Chantage à la sextape : peut-on révoquer le maire de Saint-Etienne ?

Le maire (LR) de Saint-Etienne Gaël Perdriau est dans la tourmente depuis les révélations fin août 2022 par Mediapart de « l’affaire de la sextape ». Le média en ligne a en effet révélé que le maire avait piégé son premier adjoint Gilles Artigues « en le filmant à son insu avec un homme lors d’une soirée intime » en 2014 et utilisait cette vidéo pour le faire chanter depuis lors.

Cette affaire sordide a conduit au placement en garde à vue de Gaël Perdriau le 13 septembre 2022 et une procédure d’exclusion a été engagée à son encontre par le parti LR.

Le conseil du maire de Saint-Etienne a déjà indiqué que son client n’entendait pas démissionner de ses fonctions pour ces faits. Mais peut-on le démettre d’office de ses fonctions de maire ?

Deux hypothèses peuvent être envisagées pour contraindre un maire à démissionner.

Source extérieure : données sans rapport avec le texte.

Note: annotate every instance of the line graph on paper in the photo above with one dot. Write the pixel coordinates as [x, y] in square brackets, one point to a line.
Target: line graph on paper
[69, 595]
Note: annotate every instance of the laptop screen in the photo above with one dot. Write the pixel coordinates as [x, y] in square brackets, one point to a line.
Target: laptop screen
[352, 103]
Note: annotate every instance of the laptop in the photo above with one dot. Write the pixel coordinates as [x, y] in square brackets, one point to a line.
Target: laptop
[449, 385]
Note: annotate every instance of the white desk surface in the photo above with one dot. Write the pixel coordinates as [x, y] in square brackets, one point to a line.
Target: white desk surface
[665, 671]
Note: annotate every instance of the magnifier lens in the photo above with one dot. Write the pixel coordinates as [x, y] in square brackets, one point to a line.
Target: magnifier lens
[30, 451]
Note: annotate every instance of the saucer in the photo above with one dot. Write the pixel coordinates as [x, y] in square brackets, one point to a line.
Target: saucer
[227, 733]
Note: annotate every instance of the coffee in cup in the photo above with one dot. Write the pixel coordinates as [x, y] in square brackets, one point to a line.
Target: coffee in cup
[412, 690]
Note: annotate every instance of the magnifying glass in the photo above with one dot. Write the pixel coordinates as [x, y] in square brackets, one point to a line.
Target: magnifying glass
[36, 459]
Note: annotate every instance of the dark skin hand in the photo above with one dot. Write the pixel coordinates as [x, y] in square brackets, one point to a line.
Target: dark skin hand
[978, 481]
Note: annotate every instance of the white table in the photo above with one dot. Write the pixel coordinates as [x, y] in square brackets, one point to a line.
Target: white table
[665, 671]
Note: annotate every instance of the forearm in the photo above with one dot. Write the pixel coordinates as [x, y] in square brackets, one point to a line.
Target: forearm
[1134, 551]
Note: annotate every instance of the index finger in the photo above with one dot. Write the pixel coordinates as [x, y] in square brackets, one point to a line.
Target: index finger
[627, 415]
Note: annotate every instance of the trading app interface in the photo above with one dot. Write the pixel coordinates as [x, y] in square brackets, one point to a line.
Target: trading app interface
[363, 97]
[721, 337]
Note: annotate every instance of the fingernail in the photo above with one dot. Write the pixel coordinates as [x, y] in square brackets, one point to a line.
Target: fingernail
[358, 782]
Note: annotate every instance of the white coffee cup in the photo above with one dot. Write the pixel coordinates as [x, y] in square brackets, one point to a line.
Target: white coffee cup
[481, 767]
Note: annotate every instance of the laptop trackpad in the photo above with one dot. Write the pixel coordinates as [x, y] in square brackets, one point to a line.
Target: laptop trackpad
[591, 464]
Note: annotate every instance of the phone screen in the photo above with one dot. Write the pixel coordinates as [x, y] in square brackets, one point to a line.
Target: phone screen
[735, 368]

C’est le Président de la République, le gouvernement et le conseil municipal lui-même qui peuvent provoquer la fin immédiate du mandat du maire de Saint-Etienne.

1/ Le Président de la République et le gouvernement peuvent révoquer le maire de Saint-Etienne.

La première option est laissée à la discrétion du Président de la République et du gouvernement qui peuvent décider, par décret motivé pris en conseil des ministres, de révoquer un maire pour un manquement grave aux obligations qui s’attachent à ses fonctions, une infraction pénale ou des faits qui le privent de l’autorité morale nécessaire à l’exercice de ses fonctions.

Une telle révocation doit être précédée d’une procédure contradictoire, c’est-à-dire que le maire doit être entendu ou invité à fournir des explications écrites sur les faits qui lui sont reprochés et qu’un recours contentieux est possible contre le décret de révocation (Article L2122-16 du Code général des collectivités territoriales).

La révocation entraîne la fin immédiate du mandat et emporte de plein droit l’inéligibilité aux fonctions de maire et à celles d’adjoint pendant une durée d’un an à compter du décret de révocation :
- « Article L2122-16 du Code général des collectivités territoriales : Le maire et les adjoints, après avoir été entendus ou invités à fournir des explications écrites sur les faits qui leur sont reprochés, peuvent être suspendus par arrêté ministériel motivé pour une durée qui n’excède pas un mois. Ils ne peuvent être révoqués que par décret motivé pris en conseil des ministres.
- Le recours contentieux exercé contre l’arrêté de suspension ou le décret de révocation est dispensé du ministère d’avocat.
- La révocation emporte de plein droit l’inéligibilité aux fonctions de maire et à celles d’adjoint pendant une durée d’un an à compter du décret de révocation à moins qu’il ne soit procédé auparavant au renouvellement général des conseils municipaux
 ».

Compte tenu de la gravité des faits reprochés au maire de Saint-Etienne, qui entachent son autorité morale et le prive de l’autorité nécessaire à la poursuite de l’exercice de ses fonctions, il est indéniable que la procédure de révocation peut être sérieusement envisagée au plus haut niveau de l’État. Le Code général des collectivités territoriales offre clairement cette possibilité en l’espèce.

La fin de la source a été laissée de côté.